Il leader di Hezbollah, Sayyed Hassan Nasrallah, ha dichiarato in un discorso: "Le forze di resistenza non potranno fare a meno di reagire. Questo è certo."

Il leader di Hezbollah Sayyed Hassan Nasrallah parla in televisione l'8 aprile 2024. Foto: REUTERS/Mohamed Azkir
L'attacco israeliano nella zona meridionale di Beirut ha ucciso Fuad Shukr, capo delle operazioni militari di Hezbollah, insieme a un consigliere militare iraniano e cinque civili.
La morte di Shukr rappresenta il colpo più duro per Hezbollah in quasi vent'anni e minaccia di trasformare la guerra di rappresaglie lungo il confine meridionale del Libano, parallela al conflitto di Gaza, in un vero e proprio conflitto regionale.
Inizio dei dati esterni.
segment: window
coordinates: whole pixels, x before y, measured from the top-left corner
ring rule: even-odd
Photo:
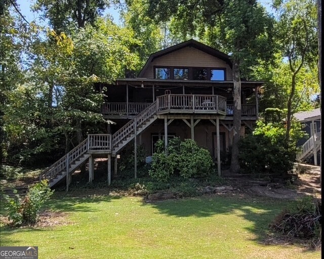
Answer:
[[[151,147],[151,152],[152,152],[152,154],[153,154],[154,151],[155,151],[155,149],[154,149],[154,146],[155,145],[155,143],[156,143],[156,142],[159,140],[159,139],[161,139],[162,140],[163,140],[164,141],[164,134],[161,134],[160,135],[160,138],[158,138],[158,134],[152,134],[151,135],[151,143],[152,143],[152,146]],[[170,140],[171,139],[172,139],[173,138],[175,138],[176,137],[176,135],[174,134],[168,134],[168,140],[169,141],[169,140]]]
[[[173,75],[175,79],[188,79],[188,68],[174,68]]]
[[[156,68],[155,78],[170,79],[170,69],[168,67]]]
[[[225,80],[225,70],[224,69],[211,69],[211,80]]]
[[[194,68],[192,72],[193,80],[207,80],[207,68]]]

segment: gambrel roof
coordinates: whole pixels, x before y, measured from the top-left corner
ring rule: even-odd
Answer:
[[[151,54],[146,61],[146,63],[143,67],[143,68],[140,72],[138,77],[140,78],[143,77],[145,70],[150,64],[154,59],[186,47],[194,48],[197,50],[205,52],[209,55],[218,58],[225,61],[230,67],[232,67],[232,62],[230,61],[230,56],[223,53],[223,52],[221,52],[217,50],[213,49],[213,48],[197,41],[194,39],[191,39]]]

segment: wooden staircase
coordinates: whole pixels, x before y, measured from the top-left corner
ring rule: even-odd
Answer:
[[[87,162],[92,154],[116,154],[119,152],[134,139],[135,134],[139,134],[156,119],[156,114],[155,102],[112,136],[110,134],[88,135],[87,139],[42,172],[39,175],[39,181],[48,180],[52,187],[67,176],[67,182],[69,183],[71,174]]]
[[[130,120],[111,136],[89,135],[88,138],[64,155],[39,175],[39,181],[49,180],[51,187],[68,177],[67,189],[71,175],[87,162],[93,154],[115,155],[132,140],[151,125],[157,114],[170,112],[208,113],[225,115],[226,98],[217,95],[165,95]]]
[[[314,147],[316,152],[320,149],[321,137],[320,133],[317,133],[311,136],[303,145],[301,151],[297,153],[296,160],[297,161],[305,161],[314,155]]]
[[[152,124],[157,118],[156,101],[130,120],[112,135],[112,153],[117,154],[138,135]]]

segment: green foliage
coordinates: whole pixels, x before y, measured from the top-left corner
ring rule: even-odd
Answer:
[[[296,143],[303,135],[300,124],[296,123],[292,131],[292,141],[288,148],[284,137],[286,130],[282,123],[265,124],[259,121],[257,124],[253,135],[240,141],[241,168],[251,174],[287,174],[294,167]]]
[[[145,157],[147,151],[144,145],[137,146],[136,153],[137,156],[137,166],[143,166],[145,163]],[[133,170],[134,175],[134,166],[135,162],[134,144],[128,145],[120,154],[120,158],[118,160],[118,171],[120,173],[126,170]]]
[[[46,180],[30,186],[24,197],[14,193],[14,197],[5,196],[7,200],[6,209],[8,210],[9,220],[14,226],[34,224],[42,206],[53,194],[54,191]]]
[[[175,173],[183,178],[204,177],[211,173],[213,160],[208,150],[199,147],[190,139],[181,142],[179,138],[170,140],[166,152],[164,142],[158,141],[153,154],[150,176],[167,182]]]
[[[178,162],[180,176],[185,179],[209,175],[213,165],[209,151],[199,147],[194,141],[190,139],[180,144],[180,153],[176,161]]]

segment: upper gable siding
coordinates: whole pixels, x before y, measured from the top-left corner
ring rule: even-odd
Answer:
[[[232,70],[226,62],[189,47],[155,59],[147,67],[143,77],[154,78],[154,66],[225,68],[226,80],[231,81],[233,78]]]

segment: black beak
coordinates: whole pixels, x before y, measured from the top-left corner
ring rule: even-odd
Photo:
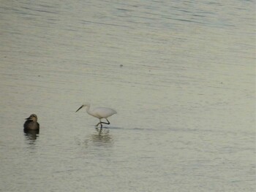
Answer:
[[[80,107],[79,109],[76,110],[76,112],[79,111],[83,107],[83,105],[82,105],[81,107]]]

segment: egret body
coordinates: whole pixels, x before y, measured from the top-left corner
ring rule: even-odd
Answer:
[[[78,108],[78,110],[76,110],[76,112],[78,112],[84,107],[86,107],[86,112],[89,115],[94,116],[99,120],[99,123],[97,123],[96,126],[98,126],[100,124],[100,130],[102,130],[102,123],[108,125],[110,124],[110,123],[108,120],[108,118],[117,113],[116,110],[111,108],[97,107],[92,110],[90,109],[90,106],[91,105],[89,104],[83,104]],[[102,122],[101,120],[102,118],[105,119],[108,121],[108,123]]]

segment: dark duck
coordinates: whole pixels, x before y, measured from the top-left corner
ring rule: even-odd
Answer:
[[[29,130],[39,130],[39,125],[37,123],[37,116],[35,114],[30,115],[30,116],[26,118],[24,123],[24,131]]]

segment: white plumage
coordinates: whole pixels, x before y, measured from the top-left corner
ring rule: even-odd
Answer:
[[[99,120],[99,123],[96,125],[96,126],[99,126],[100,124],[100,130],[102,128],[102,123],[104,124],[110,124],[110,123],[108,121],[108,118],[110,117],[111,115],[117,113],[116,110],[111,109],[111,108],[106,108],[106,107],[97,107],[94,109],[90,109],[91,105],[89,104],[84,104],[81,107],[78,108],[78,110],[76,110],[78,112],[83,107],[86,107],[86,112],[89,115],[94,116],[94,118],[97,118]],[[107,120],[108,123],[102,122],[101,119],[105,118]]]

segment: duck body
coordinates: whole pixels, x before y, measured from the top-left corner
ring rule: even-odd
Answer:
[[[29,118],[26,118],[23,127],[24,130],[39,130],[39,124],[37,122],[37,116],[31,114]]]

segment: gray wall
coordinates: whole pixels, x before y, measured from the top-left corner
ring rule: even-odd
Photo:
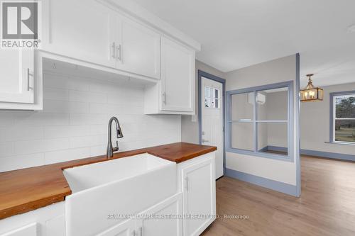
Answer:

Poche ore dopo la morte di Shukr, il leader di Hamas Ismail Haniyeh è stato ucciso a Teheran, capitale dell'Iran, in un attentato che si ritiene sia stato compiuto da Israele, sebbene Israele non ne abbia rivendicato ufficialmente la responsabilità.
"Cerchiamo una risposta autentica, non una messinscena, e opportunità concrete. Una risposta attentamente ponderata", ha sottolineato Nasrallah.
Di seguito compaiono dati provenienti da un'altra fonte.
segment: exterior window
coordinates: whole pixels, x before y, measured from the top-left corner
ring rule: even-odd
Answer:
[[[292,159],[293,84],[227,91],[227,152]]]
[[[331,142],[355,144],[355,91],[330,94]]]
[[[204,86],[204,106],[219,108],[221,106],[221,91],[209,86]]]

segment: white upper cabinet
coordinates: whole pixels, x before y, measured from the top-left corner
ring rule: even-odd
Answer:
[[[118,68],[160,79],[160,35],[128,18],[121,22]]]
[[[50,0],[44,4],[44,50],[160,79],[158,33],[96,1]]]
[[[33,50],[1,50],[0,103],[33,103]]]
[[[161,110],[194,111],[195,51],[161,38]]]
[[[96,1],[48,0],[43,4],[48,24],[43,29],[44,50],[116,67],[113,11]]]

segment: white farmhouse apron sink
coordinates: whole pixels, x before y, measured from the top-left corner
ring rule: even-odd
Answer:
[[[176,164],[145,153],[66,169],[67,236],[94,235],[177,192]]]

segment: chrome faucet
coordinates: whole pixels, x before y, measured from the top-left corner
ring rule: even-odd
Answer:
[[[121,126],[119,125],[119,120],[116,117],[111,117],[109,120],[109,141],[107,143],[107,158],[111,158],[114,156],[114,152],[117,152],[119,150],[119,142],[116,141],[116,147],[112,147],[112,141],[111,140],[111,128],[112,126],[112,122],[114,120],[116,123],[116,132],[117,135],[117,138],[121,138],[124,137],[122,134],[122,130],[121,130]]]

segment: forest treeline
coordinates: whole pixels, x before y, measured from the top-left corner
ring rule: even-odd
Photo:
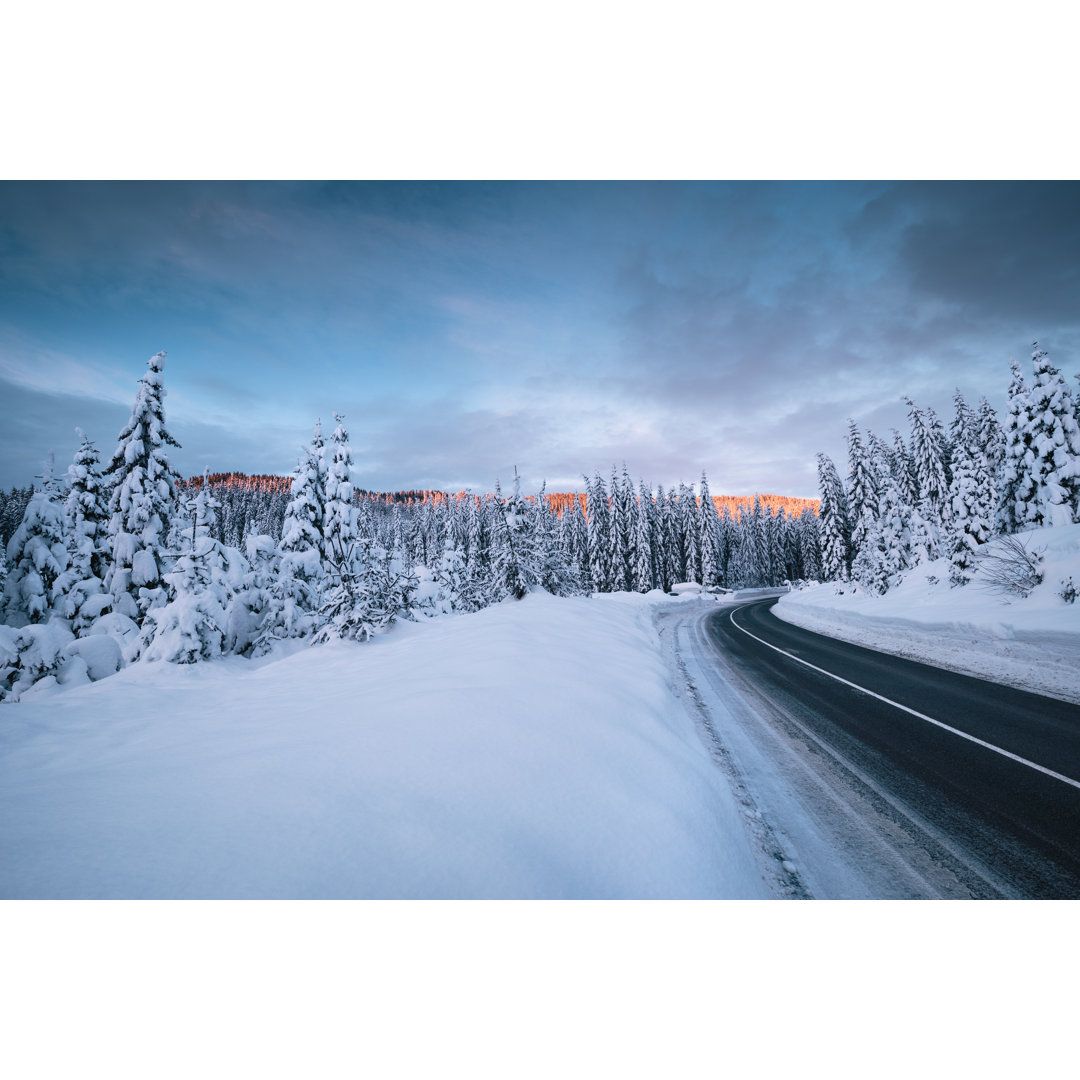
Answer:
[[[138,661],[364,639],[534,590],[836,580],[880,593],[942,555],[962,585],[995,536],[1080,518],[1077,403],[1038,348],[1030,383],[1013,366],[1003,423],[959,391],[947,433],[910,400],[906,438],[849,421],[847,484],[818,458],[820,512],[812,500],[788,512],[784,500],[714,498],[704,473],[697,489],[653,488],[625,465],[583,476],[582,495],[527,497],[516,470],[509,495],[498,481],[484,495],[362,491],[339,415],[328,440],[315,423],[287,484],[186,482],[170,461],[164,367],[164,353],[148,362],[104,468],[80,431],[65,475],[50,459],[40,487],[3,498],[0,519],[18,524],[0,554],[0,698]]]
Ha affermato che gli attacchi israeliani a Beirut e Teheran, insieme a un attacco statunitense in una provincia a sud di Baghdad, avvenuti nel giro di poche ore, dimostravano che il conflitto era entrato in una nuova fase di guerra regionale su più fronti.
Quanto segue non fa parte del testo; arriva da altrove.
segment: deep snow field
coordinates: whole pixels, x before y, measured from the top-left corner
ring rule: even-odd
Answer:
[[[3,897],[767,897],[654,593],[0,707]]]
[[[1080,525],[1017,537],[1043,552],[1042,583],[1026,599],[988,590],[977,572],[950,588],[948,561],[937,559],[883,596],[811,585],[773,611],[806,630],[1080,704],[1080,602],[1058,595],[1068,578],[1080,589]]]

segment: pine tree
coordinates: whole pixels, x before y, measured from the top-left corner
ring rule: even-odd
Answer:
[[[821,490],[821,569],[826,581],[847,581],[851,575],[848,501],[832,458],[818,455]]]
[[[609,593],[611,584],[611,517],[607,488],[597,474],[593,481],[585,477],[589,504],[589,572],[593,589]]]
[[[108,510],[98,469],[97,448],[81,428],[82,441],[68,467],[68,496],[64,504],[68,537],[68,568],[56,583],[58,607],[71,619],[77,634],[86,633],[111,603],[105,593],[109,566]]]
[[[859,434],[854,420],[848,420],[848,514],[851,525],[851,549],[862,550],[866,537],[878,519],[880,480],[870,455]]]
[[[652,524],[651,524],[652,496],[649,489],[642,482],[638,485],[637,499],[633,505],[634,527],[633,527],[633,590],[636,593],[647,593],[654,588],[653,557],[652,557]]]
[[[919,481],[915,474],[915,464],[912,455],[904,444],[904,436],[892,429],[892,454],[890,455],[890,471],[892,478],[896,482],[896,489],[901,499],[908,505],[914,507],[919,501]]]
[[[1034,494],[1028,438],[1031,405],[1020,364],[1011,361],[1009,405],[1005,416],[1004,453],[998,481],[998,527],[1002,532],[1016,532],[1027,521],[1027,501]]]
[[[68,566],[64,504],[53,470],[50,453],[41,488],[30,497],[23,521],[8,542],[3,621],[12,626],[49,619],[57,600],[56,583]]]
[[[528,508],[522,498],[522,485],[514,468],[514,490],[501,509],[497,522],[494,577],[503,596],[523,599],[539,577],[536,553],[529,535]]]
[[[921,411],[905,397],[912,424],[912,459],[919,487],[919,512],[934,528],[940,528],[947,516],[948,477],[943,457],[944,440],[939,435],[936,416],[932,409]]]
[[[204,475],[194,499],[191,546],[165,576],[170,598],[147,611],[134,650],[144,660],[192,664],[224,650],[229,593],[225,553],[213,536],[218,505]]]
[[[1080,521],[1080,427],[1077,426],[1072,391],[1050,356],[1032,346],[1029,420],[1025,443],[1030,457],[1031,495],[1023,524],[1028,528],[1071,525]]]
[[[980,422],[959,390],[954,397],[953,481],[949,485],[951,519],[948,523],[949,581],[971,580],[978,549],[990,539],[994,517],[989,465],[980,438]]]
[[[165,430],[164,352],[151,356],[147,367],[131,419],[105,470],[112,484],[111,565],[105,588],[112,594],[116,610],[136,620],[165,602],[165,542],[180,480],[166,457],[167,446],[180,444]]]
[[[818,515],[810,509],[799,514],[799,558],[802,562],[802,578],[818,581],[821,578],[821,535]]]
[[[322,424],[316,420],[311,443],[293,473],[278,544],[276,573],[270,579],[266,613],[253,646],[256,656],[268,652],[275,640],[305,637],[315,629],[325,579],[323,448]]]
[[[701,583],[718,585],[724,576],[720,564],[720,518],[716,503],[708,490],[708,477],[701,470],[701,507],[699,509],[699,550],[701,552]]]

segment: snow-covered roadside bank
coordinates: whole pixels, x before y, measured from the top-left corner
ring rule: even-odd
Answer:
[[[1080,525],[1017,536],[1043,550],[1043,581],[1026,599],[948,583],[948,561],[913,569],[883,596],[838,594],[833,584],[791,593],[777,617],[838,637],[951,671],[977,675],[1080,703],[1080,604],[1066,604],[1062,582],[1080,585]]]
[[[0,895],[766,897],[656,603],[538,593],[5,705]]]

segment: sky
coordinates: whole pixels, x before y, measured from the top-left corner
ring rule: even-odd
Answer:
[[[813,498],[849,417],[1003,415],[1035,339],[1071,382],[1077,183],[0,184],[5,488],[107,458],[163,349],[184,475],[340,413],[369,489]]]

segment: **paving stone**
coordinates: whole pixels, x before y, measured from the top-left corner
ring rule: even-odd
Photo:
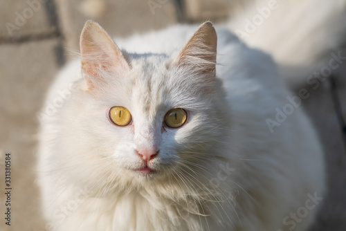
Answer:
[[[39,230],[38,225],[44,223],[34,183],[36,113],[57,71],[54,51],[57,43],[53,39],[0,44],[0,155],[3,159],[5,152],[11,154],[12,188],[12,225],[10,229],[1,222],[0,230]],[[1,177],[1,185],[3,181]],[[0,201],[3,196],[1,193]],[[2,213],[2,202],[0,208]]]
[[[237,1],[227,0],[185,0],[185,10],[189,21],[202,22],[206,20],[212,21],[224,19],[229,16],[230,11],[238,3]]]
[[[47,1],[0,1],[0,38],[51,30],[46,11]]]
[[[98,21],[111,36],[166,27],[177,22],[172,1],[57,0],[65,46],[78,52],[79,37],[88,19]],[[73,54],[72,56],[75,56]]]

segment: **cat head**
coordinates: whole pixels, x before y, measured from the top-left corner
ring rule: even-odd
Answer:
[[[229,120],[211,23],[171,56],[120,50],[89,21],[80,49],[83,77],[64,115],[73,134],[66,146],[88,163],[74,169],[80,181],[129,188],[208,170]]]

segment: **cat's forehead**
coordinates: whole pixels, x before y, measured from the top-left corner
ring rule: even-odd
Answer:
[[[145,113],[157,111],[170,98],[171,76],[166,67],[169,61],[166,57],[154,55],[133,60],[131,100]]]

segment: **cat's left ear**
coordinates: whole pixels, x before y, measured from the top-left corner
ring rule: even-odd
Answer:
[[[189,66],[194,71],[215,75],[217,36],[210,21],[196,30],[188,43],[174,59],[172,66]]]
[[[107,33],[96,22],[85,23],[80,41],[82,71],[88,88],[102,80],[102,73],[116,73],[129,69],[121,50]]]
Nasrallah ha affermato che alcuni Paesi avevano chiesto alla sua squadra di reagire in modo "accettabile" o di non reagire affatto. Ha condannato tali tentativi e ha dichiarato che la risposta sarebbe stata proporzionata all'attacco israeliano contro un edificio civile nella periferia della capitale.
Nasrallah ha inoltre affermato che le operazioni di routine contro Israele sarebbero continuate e che sarebbero seguite rappresaglie per la morte di Shukr. Ha concluso: "Non ci sarà altra soluzione che fermare gli attacchi a Gaza".